Entscheidungsstichwort (Thema)

Arbeitslosengeldanspruch. Sperrzeit bei Arbeitsaufgabe. Beendigung des Bundesfreiwilligendienstes. - Bemessung des Arbeitslosengeldes. Bemessungszeitraum. Nichtberücksichtigung von Zeiten des Bundesfreiwilligendienstes.
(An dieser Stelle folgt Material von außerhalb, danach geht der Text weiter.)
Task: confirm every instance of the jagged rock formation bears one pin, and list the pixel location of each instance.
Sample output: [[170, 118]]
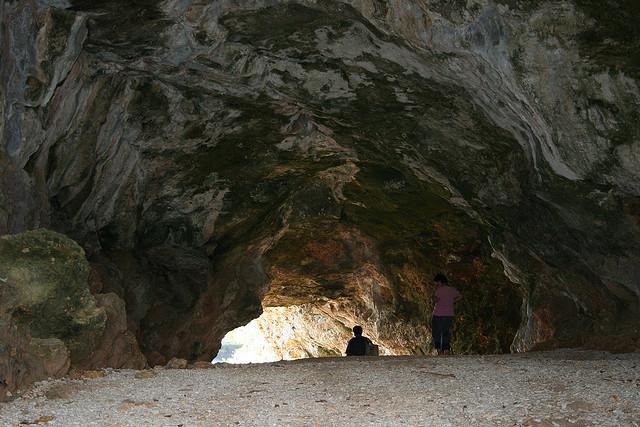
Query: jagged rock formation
[[49, 321], [212, 157]]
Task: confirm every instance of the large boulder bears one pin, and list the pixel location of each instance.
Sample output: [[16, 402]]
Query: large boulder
[[49, 320]]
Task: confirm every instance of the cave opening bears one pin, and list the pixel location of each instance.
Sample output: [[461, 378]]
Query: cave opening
[[286, 333]]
Unmittelbarkeit nach § 344 Abs 2 SGB 3. prägende Wirkung

 

Orientierungssatz

1. Die Beendigung eines Bundesfreiwilligendienstes löst keine Sperrzeit i S von § 159 Abs 1 S 2 Nr 1 SGB 3 aus, auch wenn der Gesetzgeber die Freiwilligendienste versicherungsrechtlich einer versicherungspflichtigen Beschäftigung iS des § 25 Abs 1 SGB 3 gleichgestellt hat.
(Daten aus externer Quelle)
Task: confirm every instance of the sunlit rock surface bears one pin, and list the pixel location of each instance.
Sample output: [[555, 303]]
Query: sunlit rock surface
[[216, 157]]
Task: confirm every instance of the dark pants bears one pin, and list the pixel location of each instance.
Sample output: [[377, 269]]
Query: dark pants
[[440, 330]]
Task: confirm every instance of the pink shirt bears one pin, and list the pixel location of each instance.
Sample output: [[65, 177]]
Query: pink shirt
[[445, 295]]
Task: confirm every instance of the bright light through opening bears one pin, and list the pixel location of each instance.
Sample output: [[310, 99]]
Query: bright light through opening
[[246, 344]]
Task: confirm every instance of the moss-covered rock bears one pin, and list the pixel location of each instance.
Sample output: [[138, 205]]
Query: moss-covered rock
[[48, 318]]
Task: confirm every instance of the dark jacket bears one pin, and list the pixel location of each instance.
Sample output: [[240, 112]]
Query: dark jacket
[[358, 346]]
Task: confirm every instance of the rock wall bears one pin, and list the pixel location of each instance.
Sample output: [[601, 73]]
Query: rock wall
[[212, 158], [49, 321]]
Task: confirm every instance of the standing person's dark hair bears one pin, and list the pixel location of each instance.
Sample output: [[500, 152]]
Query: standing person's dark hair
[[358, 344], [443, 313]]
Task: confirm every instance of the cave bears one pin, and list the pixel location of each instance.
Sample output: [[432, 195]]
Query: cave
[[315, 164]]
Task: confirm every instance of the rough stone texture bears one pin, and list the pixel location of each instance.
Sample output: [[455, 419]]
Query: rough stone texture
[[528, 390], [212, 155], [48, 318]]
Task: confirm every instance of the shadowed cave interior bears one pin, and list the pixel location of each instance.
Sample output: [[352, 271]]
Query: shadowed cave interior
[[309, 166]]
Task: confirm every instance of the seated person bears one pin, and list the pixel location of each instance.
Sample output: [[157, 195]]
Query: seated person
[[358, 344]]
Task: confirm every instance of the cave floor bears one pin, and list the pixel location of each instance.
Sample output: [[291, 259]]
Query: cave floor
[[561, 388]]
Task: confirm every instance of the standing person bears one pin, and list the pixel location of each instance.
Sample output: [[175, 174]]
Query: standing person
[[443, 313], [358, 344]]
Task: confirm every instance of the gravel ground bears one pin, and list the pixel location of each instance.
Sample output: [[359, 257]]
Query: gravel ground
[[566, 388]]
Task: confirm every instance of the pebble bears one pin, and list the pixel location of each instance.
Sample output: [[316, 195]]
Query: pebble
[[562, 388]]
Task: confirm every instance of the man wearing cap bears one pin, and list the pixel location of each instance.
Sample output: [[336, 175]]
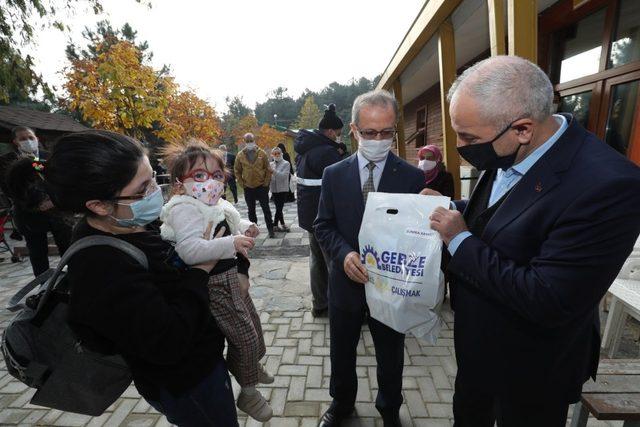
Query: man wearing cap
[[253, 173], [316, 150]]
2. Die Berechnung des Arbeitslosengeldes erfolgt gem § 150 Abs 2 Nr 2 SGB 3 iVm § 344 Abs 2 SGB 3 auch dann, wenn zwischen dem Freiwilligendienst und dem vorangegangenen Versicherungspflichtverhältnis (hier: Versicherungspflichtverhältnis auf Antrag) mehr als ein Monat liegt und von einer prägenden Wirkung des Versicherungspflichtverhältnisses auszugehen ist.

3. Az beim LSG: L 14 AL 162/17

 

Tenor

Die Beklagte wird unter Aufhebung des Bescheides vom 15.9.2016 in der Fassung des Widerspruchsbescheides vom 23.9.2016 sowie unter Abänderung des Bescheides vom 15.9.2016 in der Fassung des Widerspruchsbescheides vom 22.9.2016 verurteilt, der Klägerin ab 1.9.2016 Arbeitslosengeld ohne Sperrzeit nach Qualifikationsstufe 2 zu gewähren.

Die Beklagte erstattet die außergerichtlichen Kosten.

 

Tatbestand

Streitig sind Beginn und Höhe eines Anspruchs auf Arbeitslosengeld (Alg) nach Beendigung einer Tätigkeit im Bundesfreiwilligendienst.

Die Klägerin ist Friseurmeisterin. Sie war in diesem Beruf seit 2.2.2009 selbständig tätig mit einer Antragsversicherung nach § 28a SGB III. Ende Januar 2016 stellte sie ihre Selbständigkeit ein, um am 8.2.2016 einen Bundesfreiwilligendienst beim DRK Landesverband anzutreten. Sie wollte dort Erfahrungen in der Behindertenarbeit sammeln.

Die Antragsversicherung nach § 28a SGB III hatte am 30.9.2016 mangels weiterer Beitragszahlung geendet.

Der auf den 31.12.2016 befristete Freiwilligendienst endete durch Kündigung der Klägerin am 31.8.2016.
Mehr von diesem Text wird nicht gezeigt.